Facilitating distance meetings with youth

Technology offers a venue for youth voice and discussion.

Participants on a Zoom call
MSU Extension staff pause for a photo during an online meeting. Photo by Laurie Rivetto, MSU Extension.

Virtual meetings provide an opportunity for engagement when face to face meetings aren’t possible. A virtual meeting can never fully replace the relationships that can be built by meeting in-person, but when we use technology to its fullest potential, it can come close.

Michigan 4-H Youth Development feels strongly about the importance of incorporating youth voice in decision-making. One of the seven Guiding Principles of Michigan 4-H is, “Youth are considered participants rather than recipients in the learning process.” 4-H believes that planning an event or activity of any size can be a powerful learning opportunity for youth. For this reason, Michigan 4-H strives to include youth participants in the planning committees for many major events.

Both 4-H Capitol Experience and the 4-H Youth Leadership and Global Citizenship Spectacular are planned with the input of committees of youth residing all over the state of Michigan. Because of the challenges associated with bringing people across such a distance on a regular basis, committees utilize electronic meeting tools to facilitate discussions. In many cases, this may be the first introduction that youth have to online meeting tools, and it’s important that meeting organizers take time to make sure youth are comfortable contributing using this technology.

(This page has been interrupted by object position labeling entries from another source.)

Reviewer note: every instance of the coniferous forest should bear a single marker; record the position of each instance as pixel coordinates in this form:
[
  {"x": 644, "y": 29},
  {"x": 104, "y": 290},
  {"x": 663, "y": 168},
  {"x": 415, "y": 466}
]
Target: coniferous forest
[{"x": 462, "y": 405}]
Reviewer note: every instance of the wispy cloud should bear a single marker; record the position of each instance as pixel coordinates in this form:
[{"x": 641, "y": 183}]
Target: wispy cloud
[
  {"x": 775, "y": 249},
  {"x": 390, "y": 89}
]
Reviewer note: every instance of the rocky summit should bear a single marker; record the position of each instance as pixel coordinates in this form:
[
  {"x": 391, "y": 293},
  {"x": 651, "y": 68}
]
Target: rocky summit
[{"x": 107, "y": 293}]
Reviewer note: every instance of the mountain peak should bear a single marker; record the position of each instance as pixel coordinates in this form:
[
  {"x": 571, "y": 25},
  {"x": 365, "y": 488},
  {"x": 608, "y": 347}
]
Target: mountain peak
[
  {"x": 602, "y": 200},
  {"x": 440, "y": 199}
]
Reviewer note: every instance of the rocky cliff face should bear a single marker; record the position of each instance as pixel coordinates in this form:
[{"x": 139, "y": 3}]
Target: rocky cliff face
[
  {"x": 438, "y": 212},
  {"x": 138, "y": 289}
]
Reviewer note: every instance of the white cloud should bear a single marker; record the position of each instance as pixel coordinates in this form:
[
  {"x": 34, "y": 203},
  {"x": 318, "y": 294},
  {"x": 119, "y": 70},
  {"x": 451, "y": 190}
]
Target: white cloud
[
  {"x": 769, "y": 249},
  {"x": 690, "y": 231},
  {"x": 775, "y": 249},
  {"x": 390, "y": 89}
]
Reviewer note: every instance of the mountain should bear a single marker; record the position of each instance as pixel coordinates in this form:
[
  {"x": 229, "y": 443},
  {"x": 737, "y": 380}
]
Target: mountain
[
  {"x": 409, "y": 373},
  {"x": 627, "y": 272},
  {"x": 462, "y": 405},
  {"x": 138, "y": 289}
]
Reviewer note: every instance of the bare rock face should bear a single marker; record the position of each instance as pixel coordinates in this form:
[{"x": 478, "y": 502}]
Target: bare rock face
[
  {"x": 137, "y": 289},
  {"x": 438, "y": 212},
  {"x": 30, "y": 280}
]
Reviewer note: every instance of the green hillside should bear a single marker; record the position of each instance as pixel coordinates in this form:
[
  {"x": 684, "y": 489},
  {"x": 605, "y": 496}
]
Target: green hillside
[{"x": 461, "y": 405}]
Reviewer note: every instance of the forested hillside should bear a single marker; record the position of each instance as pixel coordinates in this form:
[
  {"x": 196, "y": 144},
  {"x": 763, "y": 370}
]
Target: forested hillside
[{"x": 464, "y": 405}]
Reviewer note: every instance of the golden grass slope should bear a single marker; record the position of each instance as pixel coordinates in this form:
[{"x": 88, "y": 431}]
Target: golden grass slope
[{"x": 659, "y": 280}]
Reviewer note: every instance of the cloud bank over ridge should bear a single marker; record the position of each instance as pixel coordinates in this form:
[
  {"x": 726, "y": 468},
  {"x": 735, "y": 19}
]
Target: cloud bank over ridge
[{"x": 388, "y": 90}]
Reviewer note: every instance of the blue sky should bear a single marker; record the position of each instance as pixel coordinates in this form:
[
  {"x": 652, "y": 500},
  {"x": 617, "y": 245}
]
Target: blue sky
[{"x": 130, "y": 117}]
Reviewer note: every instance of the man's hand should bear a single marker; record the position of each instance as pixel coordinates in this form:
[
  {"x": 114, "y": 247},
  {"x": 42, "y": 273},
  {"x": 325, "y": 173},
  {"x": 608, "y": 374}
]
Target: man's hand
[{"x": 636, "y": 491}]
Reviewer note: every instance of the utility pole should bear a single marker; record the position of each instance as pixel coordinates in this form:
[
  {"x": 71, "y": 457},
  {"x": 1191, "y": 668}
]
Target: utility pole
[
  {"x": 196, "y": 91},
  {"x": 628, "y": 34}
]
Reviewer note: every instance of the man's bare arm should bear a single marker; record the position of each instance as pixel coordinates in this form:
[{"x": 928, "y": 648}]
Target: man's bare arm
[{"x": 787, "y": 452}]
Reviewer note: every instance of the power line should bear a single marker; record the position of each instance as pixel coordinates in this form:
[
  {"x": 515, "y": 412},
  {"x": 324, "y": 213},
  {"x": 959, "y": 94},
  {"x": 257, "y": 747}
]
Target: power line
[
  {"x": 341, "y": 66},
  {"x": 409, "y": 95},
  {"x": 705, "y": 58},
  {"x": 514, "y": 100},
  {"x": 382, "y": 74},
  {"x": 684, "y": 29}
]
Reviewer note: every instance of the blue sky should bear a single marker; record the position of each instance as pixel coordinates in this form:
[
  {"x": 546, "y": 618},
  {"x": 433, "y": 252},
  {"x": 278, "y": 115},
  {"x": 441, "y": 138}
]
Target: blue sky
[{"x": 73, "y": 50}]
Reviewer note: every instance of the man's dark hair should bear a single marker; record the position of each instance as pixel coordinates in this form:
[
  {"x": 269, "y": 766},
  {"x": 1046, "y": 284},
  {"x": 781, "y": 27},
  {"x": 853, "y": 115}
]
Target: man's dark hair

  • Determine the best platform for the meeting. Zoom, Skype, Adobe Connect, Google Hangout, WebEx and GoToMeeting are some examples of technology capable of hosting online meetings. Choose the platform that best meets your needs well in advance of the call so you can send any instructions on connecting or downloading software in advance.
  • Talk about equipment. Online meetings are often best when youth have a device equipped with a microphone and webcam. Many laptops come standard with built-in webcams. In the absence of a computer, many youth are able to connect using smartphones or tablets with the same capabilities.
  • Address accessibility. Not all youth have access to high-speed internet in their homes. If a call-in option is available, make sure to share that with the participants. It’s usually a better experience when meeting participants are able to see each other, but lack of high-speed internet should not limit their ability to participate in the discussion.   
  • Send an agenda for the call ahead of time. Provide youth with an opportunity to prepare their thoughts well in advance of the call. Youth may struggle with two different anxieties when attending an online meeting for the first time; suggesting meaningful ideas and speaking up appropriately using a new platform. An agenda sent out early can help eliminate some of that anxiety by allowing youth to formulate their ideas giving them the ability to contribute to the conversation.
  • Explain online meeting etiquette. If the platform allows for it, explain the system for muting their audio when not speaking to eliminate background noise, and the benefits for using that approach. Explain how to turn their webcams on/off if needed.
  • Provide visuals. Since youth are generally very comfortable with technology, consult them to see if they have ideas for visuals or virtual meeting spaces that might be feasible with a large group. A simple visual involves placing the agenda or notes from the call in a web space that everyone can view, so that incase people get distracted, they can easily find their way back into the conversation. Many youth are increasingly comfortable with the tools available through Google (Google Docs, Google Slides, Google Sheets) for real-time collaboration.
  • Check in. Resist the temptation to dive directly into business. At minimum, allow participants to check in with each other. If asking a general question like, “How’s everyone doing?” make sure to give space to everyone to respond, not just those that are quick to respond. For groups that are new or still forming, sometimes silly icebreaker questions help create common ground. Start the conversation by asking everyone to participate in a silly poll question or have everyone introduce themselves with their name and an answer to a simple question, like their favorite hobby, a favorite trip they’ve taken or what they can see at this moment. Get youth involved in planning the icebreaker question or activity before the meeting. A 4-H favorite is, “If you could be any kind of egg, what kind of egg would you be and why?” (Options include but aren’t limited to: scrambled, hard-boiled, ostrich, robin, candy, etc.)

Youth can add great value to discussions when involved in authentic decision-making partnerships with adults. By taking the time to incorporate youth voice into planning, organizations and groups can gain insight, energy and solutions to real-life problems.